Hathaway went on to admit that leading a zero waste lifestyle can seem overwhelming to outsiders.

“I’m never going to be the mason-jar girl. But I do feel a oneness with things that I haven’t felt before – even when I was a vegan,” she says. “Still, people looking in at a zero-waste lifestyle probably think it seems arduous.”

Hathaway has started posting about zero waste on her Instagram feed of late, such as this recent post where she discusses the link between First World privilege and leading a zero waste lifestyle.

“I am conflicted about blithely touting a zero waste lifestyle here because I know so much of my ability to even attempt it rests on my privilege.

“I feel it’s borderline obnoxious for me to promote this lifestyle like everyone has the same access to it that I have – I mean, reusable water bottles are great but not when you live in a community with unsafe drinking water. Buying bulk is not an option when you live in a food desert and have no time.

“Access is not the same for everyone, and yet I can’t deny that committing to living this way is one of the best decisions I have ever made.
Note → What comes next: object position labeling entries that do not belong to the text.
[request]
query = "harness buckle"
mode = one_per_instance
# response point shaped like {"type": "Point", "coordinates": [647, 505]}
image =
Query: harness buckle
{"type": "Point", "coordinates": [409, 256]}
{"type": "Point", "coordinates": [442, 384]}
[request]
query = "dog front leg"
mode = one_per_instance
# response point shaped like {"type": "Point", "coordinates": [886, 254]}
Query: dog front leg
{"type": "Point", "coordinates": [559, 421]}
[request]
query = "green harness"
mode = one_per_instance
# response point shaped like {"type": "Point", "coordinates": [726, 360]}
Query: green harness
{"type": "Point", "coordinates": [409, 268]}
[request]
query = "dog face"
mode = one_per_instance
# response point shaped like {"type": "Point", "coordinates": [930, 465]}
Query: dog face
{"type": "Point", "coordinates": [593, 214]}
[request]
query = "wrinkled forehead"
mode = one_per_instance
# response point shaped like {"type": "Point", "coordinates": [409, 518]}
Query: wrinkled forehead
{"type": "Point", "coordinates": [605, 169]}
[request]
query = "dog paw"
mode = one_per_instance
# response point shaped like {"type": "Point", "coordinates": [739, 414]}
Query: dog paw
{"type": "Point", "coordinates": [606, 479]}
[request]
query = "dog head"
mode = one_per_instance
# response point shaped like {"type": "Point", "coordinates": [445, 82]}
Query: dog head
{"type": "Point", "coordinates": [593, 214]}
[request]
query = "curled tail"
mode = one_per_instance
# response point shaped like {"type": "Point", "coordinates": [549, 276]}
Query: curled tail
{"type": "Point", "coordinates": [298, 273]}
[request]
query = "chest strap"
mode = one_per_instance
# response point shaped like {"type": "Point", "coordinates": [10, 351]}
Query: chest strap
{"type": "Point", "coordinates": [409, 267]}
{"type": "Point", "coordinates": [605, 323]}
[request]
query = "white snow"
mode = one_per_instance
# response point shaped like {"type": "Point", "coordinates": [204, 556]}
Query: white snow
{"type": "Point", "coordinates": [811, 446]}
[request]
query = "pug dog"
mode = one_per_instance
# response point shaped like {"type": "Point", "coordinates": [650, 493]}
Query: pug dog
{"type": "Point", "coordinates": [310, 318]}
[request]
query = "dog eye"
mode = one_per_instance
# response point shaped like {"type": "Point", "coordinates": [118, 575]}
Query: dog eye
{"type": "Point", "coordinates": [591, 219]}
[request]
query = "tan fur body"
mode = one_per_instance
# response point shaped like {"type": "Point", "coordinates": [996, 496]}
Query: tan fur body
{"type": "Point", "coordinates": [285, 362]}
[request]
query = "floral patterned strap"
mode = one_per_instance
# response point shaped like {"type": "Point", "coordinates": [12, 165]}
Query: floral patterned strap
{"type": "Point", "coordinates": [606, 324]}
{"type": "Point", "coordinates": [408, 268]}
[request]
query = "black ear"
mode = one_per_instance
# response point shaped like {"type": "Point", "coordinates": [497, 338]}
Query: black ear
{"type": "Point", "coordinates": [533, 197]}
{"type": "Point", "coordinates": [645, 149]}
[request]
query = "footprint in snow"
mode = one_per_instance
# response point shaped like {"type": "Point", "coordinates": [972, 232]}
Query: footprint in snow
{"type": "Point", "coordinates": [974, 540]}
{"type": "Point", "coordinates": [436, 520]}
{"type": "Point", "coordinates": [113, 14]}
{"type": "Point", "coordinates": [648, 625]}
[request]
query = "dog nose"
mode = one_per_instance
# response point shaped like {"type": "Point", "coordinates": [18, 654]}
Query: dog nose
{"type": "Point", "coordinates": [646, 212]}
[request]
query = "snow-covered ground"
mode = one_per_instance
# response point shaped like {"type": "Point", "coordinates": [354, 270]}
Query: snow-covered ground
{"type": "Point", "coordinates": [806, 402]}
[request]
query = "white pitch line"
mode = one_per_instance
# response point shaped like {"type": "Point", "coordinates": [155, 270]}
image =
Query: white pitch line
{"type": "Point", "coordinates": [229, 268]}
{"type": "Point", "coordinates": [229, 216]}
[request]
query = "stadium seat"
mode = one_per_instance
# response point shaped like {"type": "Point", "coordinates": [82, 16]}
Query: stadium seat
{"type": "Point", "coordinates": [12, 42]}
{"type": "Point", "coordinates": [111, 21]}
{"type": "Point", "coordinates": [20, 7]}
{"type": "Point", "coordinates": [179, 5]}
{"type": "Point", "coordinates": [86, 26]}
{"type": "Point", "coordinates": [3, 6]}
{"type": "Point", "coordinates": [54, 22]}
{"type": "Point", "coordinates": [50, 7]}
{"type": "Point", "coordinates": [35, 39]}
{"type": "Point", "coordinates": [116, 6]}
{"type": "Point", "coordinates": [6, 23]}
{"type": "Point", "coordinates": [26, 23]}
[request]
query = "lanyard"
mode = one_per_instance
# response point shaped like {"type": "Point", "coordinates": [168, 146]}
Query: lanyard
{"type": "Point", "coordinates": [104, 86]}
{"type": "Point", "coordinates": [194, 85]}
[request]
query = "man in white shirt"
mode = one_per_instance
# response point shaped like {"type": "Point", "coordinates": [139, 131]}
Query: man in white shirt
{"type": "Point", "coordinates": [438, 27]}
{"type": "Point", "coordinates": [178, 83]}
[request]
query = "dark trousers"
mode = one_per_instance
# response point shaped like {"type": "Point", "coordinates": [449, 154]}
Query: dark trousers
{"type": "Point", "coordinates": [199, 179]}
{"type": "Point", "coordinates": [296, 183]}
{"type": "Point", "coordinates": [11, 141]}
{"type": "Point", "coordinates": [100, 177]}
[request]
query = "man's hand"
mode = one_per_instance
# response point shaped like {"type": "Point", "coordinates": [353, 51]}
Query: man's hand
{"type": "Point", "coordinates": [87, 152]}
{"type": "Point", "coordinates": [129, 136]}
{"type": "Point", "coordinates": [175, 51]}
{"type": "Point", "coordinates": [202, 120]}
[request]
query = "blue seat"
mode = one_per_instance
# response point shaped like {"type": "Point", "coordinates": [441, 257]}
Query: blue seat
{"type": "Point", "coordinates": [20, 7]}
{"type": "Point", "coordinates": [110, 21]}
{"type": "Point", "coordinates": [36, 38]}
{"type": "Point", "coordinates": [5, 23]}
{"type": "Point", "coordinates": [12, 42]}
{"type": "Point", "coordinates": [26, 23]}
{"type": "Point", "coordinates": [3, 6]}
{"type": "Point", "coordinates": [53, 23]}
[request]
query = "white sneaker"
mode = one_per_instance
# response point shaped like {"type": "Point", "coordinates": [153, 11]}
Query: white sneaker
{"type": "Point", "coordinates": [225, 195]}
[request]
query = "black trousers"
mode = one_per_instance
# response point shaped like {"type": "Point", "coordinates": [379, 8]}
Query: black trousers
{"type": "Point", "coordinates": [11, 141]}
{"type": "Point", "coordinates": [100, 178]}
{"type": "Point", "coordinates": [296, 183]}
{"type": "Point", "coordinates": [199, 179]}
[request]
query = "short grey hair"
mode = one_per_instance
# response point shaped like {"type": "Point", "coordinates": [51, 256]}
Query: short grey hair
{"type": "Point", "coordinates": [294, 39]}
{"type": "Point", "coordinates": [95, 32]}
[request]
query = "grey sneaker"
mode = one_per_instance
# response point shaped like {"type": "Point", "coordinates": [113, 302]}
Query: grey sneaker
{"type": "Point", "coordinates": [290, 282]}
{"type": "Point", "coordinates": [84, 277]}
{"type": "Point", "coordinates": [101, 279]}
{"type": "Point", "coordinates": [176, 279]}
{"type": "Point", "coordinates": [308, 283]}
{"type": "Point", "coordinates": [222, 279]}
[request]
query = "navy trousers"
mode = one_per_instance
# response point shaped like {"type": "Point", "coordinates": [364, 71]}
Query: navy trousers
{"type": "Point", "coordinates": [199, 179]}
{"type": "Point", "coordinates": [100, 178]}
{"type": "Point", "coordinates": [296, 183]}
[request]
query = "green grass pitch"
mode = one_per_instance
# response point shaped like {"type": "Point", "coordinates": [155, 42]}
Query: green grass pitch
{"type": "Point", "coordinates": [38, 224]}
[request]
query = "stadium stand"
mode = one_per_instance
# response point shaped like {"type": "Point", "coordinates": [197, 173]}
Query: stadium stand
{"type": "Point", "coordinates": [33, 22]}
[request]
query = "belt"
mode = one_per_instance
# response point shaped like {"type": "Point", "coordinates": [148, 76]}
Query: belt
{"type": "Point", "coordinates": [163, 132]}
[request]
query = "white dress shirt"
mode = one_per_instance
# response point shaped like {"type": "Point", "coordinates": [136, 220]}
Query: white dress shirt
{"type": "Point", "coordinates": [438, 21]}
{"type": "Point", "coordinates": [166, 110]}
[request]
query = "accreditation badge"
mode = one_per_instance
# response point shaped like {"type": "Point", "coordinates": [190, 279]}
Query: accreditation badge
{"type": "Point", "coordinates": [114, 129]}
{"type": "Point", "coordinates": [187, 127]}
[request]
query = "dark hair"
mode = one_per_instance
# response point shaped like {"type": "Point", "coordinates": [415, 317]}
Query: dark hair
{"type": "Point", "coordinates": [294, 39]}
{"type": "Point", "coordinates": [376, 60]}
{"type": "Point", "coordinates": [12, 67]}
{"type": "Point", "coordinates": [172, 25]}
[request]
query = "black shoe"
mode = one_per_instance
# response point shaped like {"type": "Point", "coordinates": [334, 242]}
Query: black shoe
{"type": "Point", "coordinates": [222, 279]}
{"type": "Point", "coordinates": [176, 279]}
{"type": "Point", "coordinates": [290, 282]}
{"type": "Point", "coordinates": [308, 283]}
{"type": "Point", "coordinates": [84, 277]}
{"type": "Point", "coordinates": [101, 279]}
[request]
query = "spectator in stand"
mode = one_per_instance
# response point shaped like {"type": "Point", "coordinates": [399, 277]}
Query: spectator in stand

“I have never had a perfect zero waste day. I will never fit five years of trash in a mason jar, but I am not mindlessly filling up landfills at the rate I was either. Just offering my best gives me something to feel good about and, over time, my best has gotten better. No one can do everything but almost everyone can do something.

“Have you tried adopting any zero waste habits? What’s working for you?”